Hydrodynamics of Heisenberg Ferromagnets

Abstract

A microscopic derivation is given of hydrodynamic equations and response functions for uniaxial and isotropic exchange Heisenberg ferromagnets. The method is based on the conservation laws and makes no use of a quasiparticle picture. At low temperatures, the hydrodynamic equations involve the $z$ component of the magnetization, the local temperature, and the approximately conserved momentum. In addition to a diffusive mode, there is a propagating mode, the second magnon, which is strongly coupled to the $z$ component of the magnetization and may be observed by neutron scattering, and, in transparent ferromagnets, by Brillouin scattering (e.g., in Eu compounds and Cr${\mathrm{Br}}_{3}$).
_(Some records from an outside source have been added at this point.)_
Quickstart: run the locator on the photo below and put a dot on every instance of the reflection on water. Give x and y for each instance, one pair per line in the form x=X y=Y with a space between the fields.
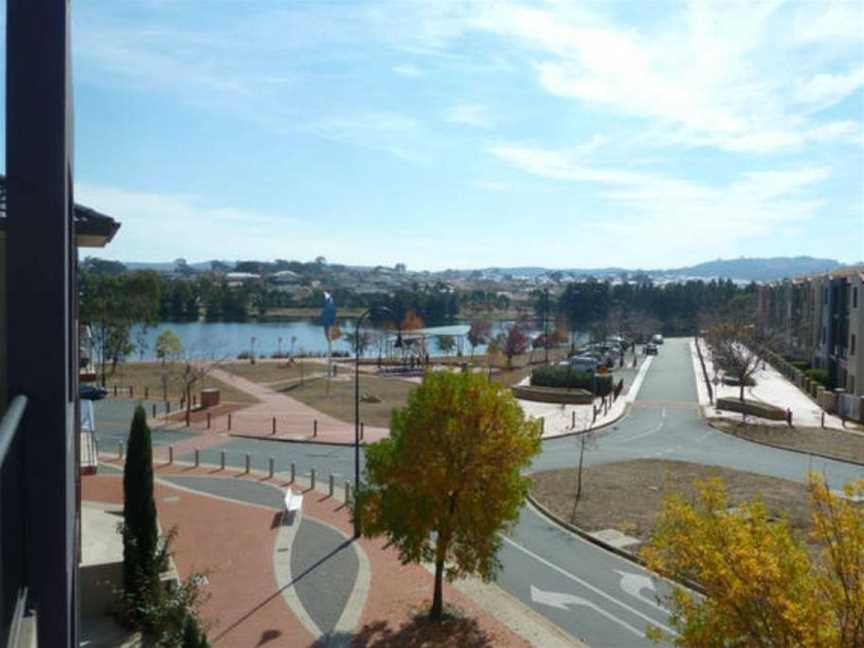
x=228 y=339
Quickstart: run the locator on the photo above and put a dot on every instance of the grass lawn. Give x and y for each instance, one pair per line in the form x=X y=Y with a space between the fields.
x=272 y=371
x=635 y=490
x=339 y=403
x=835 y=443
x=149 y=374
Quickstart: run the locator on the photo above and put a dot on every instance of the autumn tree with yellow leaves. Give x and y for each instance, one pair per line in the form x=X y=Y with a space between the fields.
x=448 y=480
x=762 y=586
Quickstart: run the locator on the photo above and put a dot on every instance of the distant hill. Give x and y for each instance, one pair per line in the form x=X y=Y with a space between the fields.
x=768 y=269
x=741 y=269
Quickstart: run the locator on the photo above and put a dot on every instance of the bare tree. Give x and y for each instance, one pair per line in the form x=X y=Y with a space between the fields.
x=733 y=344
x=192 y=374
x=586 y=440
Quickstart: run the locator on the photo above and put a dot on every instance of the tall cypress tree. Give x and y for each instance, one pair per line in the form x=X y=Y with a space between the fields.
x=140 y=534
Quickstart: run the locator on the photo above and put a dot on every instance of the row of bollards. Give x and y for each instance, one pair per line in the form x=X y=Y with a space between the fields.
x=271 y=468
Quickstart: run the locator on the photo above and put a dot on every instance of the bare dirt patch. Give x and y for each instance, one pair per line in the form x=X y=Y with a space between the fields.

The strength of this mode depends on the magnetic field and anisotropy. For zero external field and no anisotropy, the longitudinal susceptibility diverges for wave number $q\ensuremath{\rightarrow}0$. The velocities and diffusion constants in the hydrodynamic equations become $q$ dependent. Then, also, the transverse spin components perform low-frequency oscillations. For higher temperatures, the momentum is no longer conserved, and the hydrodynamic equations reduce to two coupled diffusion equations for the local temperature and magnetization. For $T>{T}_{c}$ and zero external field, the spin density and energy obey uncoupled diffusion equations.